Additive assembly harnesses nanoscale magic
Current nanoscale fabrication techniques are subtractive, such as photolithography, etching and vacuum deposit, but by assembling three-dimensional (3-D) structures–atom-by-atom–HRL and Intelligent Material Solutions hope to extend the amazing quantum effects realized at the nanoscale to chips at the millimeter scale.

Boston University's microscopic tool called a nanoscale 'atom writer' fabricates minuscule light-manipulating structures on surfaces. (SOURCE: Boston University)

Boston University’s microscopic tool called a nanoscale "atom writer" fabricates minuscule light-manipulating structures on surfaces. (SOURCE: Boston University)

"We have already shown we can assemble two types of nanoparticles for the control of infrared light," said Gross. "We assemble layer-upon-layer of spherical diffraction gratings. Our first milestone will be to assemble two types of sub-200 nanometer gratings into 210 micron assemblies that maintain their nanoscale properties."

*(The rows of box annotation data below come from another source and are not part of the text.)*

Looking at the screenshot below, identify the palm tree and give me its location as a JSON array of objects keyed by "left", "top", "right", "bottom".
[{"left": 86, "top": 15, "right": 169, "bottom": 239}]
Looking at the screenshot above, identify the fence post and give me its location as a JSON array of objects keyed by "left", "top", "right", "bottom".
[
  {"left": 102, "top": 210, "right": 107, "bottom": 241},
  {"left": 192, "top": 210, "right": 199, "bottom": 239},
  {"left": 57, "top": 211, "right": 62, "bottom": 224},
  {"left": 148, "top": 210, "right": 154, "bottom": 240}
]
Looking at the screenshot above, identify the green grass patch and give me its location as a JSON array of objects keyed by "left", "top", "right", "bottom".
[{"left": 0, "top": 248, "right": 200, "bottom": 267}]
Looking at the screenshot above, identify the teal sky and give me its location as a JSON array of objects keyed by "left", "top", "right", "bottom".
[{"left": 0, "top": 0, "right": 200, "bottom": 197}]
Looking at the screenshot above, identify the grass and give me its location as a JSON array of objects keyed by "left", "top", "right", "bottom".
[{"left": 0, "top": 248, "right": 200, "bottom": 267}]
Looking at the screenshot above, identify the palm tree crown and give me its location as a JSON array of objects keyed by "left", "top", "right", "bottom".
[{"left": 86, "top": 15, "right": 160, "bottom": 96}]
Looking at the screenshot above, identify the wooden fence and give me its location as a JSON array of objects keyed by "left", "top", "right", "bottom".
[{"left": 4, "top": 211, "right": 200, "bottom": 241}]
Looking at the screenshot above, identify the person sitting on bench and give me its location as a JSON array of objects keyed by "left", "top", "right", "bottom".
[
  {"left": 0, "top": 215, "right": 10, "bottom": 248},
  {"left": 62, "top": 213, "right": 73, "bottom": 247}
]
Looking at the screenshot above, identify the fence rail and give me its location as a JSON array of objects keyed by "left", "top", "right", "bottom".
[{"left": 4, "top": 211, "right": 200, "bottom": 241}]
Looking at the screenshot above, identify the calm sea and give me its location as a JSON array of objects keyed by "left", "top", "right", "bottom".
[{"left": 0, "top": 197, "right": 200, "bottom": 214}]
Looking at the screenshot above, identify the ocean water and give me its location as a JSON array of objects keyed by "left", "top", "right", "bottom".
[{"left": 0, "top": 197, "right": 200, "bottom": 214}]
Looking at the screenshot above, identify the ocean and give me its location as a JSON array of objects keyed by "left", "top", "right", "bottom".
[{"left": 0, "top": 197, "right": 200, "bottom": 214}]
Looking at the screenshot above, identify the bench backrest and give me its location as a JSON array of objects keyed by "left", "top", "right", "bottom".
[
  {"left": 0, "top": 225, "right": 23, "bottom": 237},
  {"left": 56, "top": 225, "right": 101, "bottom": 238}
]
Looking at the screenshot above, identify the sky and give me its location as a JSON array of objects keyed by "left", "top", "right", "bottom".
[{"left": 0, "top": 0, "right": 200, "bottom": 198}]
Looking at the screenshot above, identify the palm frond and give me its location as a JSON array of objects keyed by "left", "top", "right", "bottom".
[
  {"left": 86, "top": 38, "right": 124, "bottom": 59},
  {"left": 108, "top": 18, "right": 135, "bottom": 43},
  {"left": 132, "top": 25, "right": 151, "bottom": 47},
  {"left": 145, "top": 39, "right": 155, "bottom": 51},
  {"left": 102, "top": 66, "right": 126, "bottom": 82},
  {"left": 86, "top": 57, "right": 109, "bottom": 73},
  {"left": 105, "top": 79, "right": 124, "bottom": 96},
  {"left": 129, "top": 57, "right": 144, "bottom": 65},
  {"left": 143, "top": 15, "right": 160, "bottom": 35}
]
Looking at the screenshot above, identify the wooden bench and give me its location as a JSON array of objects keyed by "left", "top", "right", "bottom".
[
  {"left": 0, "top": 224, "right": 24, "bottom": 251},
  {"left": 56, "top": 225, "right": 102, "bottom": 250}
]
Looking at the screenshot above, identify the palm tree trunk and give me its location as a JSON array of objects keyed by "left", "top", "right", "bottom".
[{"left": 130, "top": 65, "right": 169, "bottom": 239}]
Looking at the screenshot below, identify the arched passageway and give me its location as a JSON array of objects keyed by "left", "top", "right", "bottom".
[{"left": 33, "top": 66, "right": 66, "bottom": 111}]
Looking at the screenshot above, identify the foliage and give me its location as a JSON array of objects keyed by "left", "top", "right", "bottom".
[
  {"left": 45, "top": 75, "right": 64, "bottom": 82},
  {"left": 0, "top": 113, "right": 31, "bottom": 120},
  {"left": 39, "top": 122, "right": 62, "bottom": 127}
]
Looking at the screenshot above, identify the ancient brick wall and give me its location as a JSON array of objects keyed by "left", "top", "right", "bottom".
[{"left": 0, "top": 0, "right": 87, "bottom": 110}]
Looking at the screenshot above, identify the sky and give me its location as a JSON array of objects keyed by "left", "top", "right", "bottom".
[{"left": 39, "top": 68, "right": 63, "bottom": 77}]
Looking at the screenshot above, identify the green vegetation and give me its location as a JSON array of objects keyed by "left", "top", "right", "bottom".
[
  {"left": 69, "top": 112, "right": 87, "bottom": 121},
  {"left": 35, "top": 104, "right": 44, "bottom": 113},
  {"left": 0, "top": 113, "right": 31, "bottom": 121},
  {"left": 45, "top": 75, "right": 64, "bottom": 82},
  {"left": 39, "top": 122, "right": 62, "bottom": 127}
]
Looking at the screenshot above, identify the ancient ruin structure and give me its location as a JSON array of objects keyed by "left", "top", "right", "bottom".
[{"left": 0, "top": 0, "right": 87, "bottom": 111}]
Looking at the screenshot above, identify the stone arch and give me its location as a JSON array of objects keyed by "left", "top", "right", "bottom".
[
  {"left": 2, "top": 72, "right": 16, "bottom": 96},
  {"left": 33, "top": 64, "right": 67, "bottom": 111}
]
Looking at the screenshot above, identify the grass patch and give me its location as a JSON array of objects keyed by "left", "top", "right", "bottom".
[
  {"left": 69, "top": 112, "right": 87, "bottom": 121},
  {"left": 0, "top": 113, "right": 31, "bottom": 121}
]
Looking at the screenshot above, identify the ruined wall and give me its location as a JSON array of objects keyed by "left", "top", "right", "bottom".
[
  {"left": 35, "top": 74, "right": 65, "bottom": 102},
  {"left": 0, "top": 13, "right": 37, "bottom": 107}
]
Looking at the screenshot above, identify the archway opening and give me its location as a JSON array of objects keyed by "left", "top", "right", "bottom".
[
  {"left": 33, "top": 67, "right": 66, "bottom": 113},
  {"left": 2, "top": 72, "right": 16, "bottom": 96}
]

That step will take 12 months of the 3-year program. The second step will be to assemble those micro-scale subassemblies into millimeter-sized products that continue to maintain the quantum effects, as well as the lower melting points and higher specific heats of nanoscale assemblies.

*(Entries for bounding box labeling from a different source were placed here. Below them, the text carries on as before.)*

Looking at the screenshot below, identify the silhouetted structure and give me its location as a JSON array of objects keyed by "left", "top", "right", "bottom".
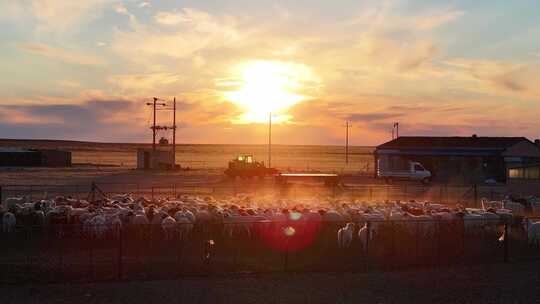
[
  {"left": 374, "top": 135, "right": 540, "bottom": 183},
  {"left": 0, "top": 148, "right": 71, "bottom": 167}
]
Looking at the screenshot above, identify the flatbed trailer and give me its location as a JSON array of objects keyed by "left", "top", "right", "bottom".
[{"left": 275, "top": 173, "right": 341, "bottom": 186}]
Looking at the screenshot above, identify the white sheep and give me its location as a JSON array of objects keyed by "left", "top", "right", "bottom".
[
  {"left": 338, "top": 223, "right": 354, "bottom": 248},
  {"left": 161, "top": 216, "right": 176, "bottom": 241},
  {"left": 526, "top": 218, "right": 540, "bottom": 246},
  {"left": 2, "top": 212, "right": 17, "bottom": 233}
]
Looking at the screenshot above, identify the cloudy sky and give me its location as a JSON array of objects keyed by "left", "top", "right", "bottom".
[{"left": 0, "top": 0, "right": 540, "bottom": 145}]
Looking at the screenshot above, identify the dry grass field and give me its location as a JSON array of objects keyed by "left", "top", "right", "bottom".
[{"left": 0, "top": 262, "right": 540, "bottom": 304}]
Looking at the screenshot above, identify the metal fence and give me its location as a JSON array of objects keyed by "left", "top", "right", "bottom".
[
  {"left": 0, "top": 220, "right": 540, "bottom": 284},
  {"left": 0, "top": 183, "right": 507, "bottom": 207}
]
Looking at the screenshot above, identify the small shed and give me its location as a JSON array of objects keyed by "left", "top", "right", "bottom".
[
  {"left": 38, "top": 150, "right": 71, "bottom": 167},
  {"left": 0, "top": 148, "right": 41, "bottom": 167},
  {"left": 506, "top": 163, "right": 540, "bottom": 197},
  {"left": 0, "top": 148, "right": 71, "bottom": 167},
  {"left": 375, "top": 135, "right": 540, "bottom": 183},
  {"left": 137, "top": 149, "right": 175, "bottom": 170}
]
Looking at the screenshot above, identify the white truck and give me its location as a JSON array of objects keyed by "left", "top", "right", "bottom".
[{"left": 377, "top": 160, "right": 431, "bottom": 184}]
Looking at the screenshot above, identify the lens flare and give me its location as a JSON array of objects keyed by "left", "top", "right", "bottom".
[
  {"left": 289, "top": 212, "right": 302, "bottom": 221},
  {"left": 283, "top": 226, "right": 296, "bottom": 236}
]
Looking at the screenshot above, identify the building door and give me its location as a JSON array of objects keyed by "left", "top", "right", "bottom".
[{"left": 144, "top": 151, "right": 150, "bottom": 169}]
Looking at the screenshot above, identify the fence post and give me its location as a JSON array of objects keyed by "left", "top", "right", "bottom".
[
  {"left": 414, "top": 220, "right": 420, "bottom": 264},
  {"left": 118, "top": 229, "right": 123, "bottom": 280},
  {"left": 392, "top": 220, "right": 397, "bottom": 269},
  {"left": 436, "top": 220, "right": 441, "bottom": 267},
  {"left": 403, "top": 184, "right": 409, "bottom": 201},
  {"left": 283, "top": 240, "right": 289, "bottom": 272},
  {"left": 364, "top": 222, "right": 371, "bottom": 272},
  {"left": 473, "top": 183, "right": 478, "bottom": 207},
  {"left": 504, "top": 221, "right": 510, "bottom": 263}
]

Other participants, more ideas
Nine other teams working on different projects, including medical applications. The other teams include:  Boston University, Draper Laboratory (Cambridge, Mass.), Embody (Norfolk, Virginia), Harvard University  (Cambridge, Mass.), SRI (Menlo Park, California), the University of Notre Dame (South Bend, Indiana), Voxtel (Beaverton, Oregon), Xerox Palo Alto Research Center Inc. (PARC, California),and Zyvex Labs (Richardson, Texas).

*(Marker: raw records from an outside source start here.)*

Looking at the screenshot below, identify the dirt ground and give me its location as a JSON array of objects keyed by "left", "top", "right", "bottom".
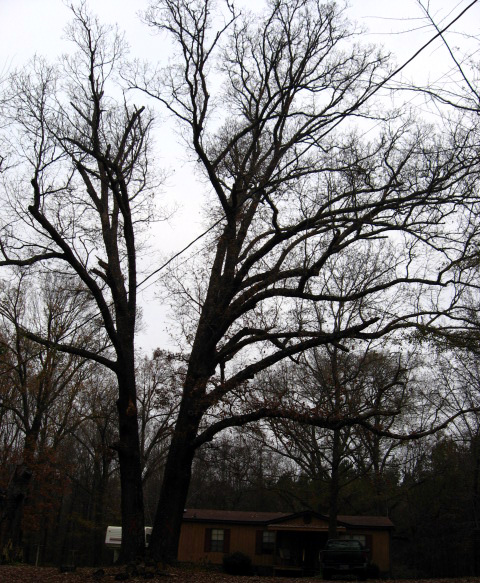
[{"left": 0, "top": 565, "right": 480, "bottom": 583}]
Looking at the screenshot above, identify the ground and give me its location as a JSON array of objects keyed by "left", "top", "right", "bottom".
[{"left": 0, "top": 565, "right": 480, "bottom": 583}]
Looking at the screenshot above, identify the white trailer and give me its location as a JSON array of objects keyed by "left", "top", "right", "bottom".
[{"left": 105, "top": 526, "right": 152, "bottom": 562}]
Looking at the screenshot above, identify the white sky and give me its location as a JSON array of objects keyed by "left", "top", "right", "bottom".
[{"left": 0, "top": 0, "right": 480, "bottom": 350}]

  • Embody will concentrate on developing collagen nano fibers that can mimic natural ligaments to the medical recovery of soldiers for quicker and 50 percent lower cost that today. And as with all DARPA programs, they hope that their success will seep into the civilian world of sports injuries.
  • Draper will concentrate of radio frequency subsystems to boost their range and global positioning accuracy by 20 times by assembling nanoscale braiding subassemblies first at the micron scale then finally at the millimeter scale in phase two. Their technique will be to copy how DNA self-assemblies into an intertwined structure.
  • Voxtel and Oregon State University will concentrate on imitating nature’s ability to self assembly multi-material structures using high-rate fluid-based processes by combining the synthesis and delivery of materials to inkjet-like three-dimensional (3-D) mixed organ and inorganic materials which retain the best qualities of both at a price lower than either alone.
  • Boston University will aim to build atomic-scale calligraphy techniques that can "spray-paint" with atomic accuracy for tunable optical metamaterials built on the ‘photonic" battlefield.
  • The University of Notre Dame will aim for parallel nano manufacturing techniques that enable optical metamaterials to be manufactured on-demand with specific ‘designer’ characteristics. Their technique will use optical tiles that can quickly assembled in different configurations  using single-atom electrochemistry.
  • Xerox PARC is creating the world’s first digital micro-assembly printer using micrometer-sized ink particles that can assembly centimeter-scale assemblies that maintains nanoscale properties for secure communications, surveillance and electronic warfare.
  • Zyvex is hoping to create microscale devices with nanoscale properties from the top-down and with atomic precision for ultra-sensitive sensors, threat detection, quantum communications and sand-grain sized atomic clocks.
  • SRI is aiming to create what it called "levitating micro-factories" that combine micro-electro-mechanical systems (MEMS) with pick-and-pace robot "swarms" that connect micro-scale subassemblies with nanoscale properties into millimeter-sized products ready for deployment.
  • Harvard is creating a new era of millimeter-scale surgical tools 2D layer-by-layer composition processes to create complex meso-scale 3D devices for specific surgical procedures. Their goal is to allow surgeons to retain tactile feedback even when performing micron-scale surgeries.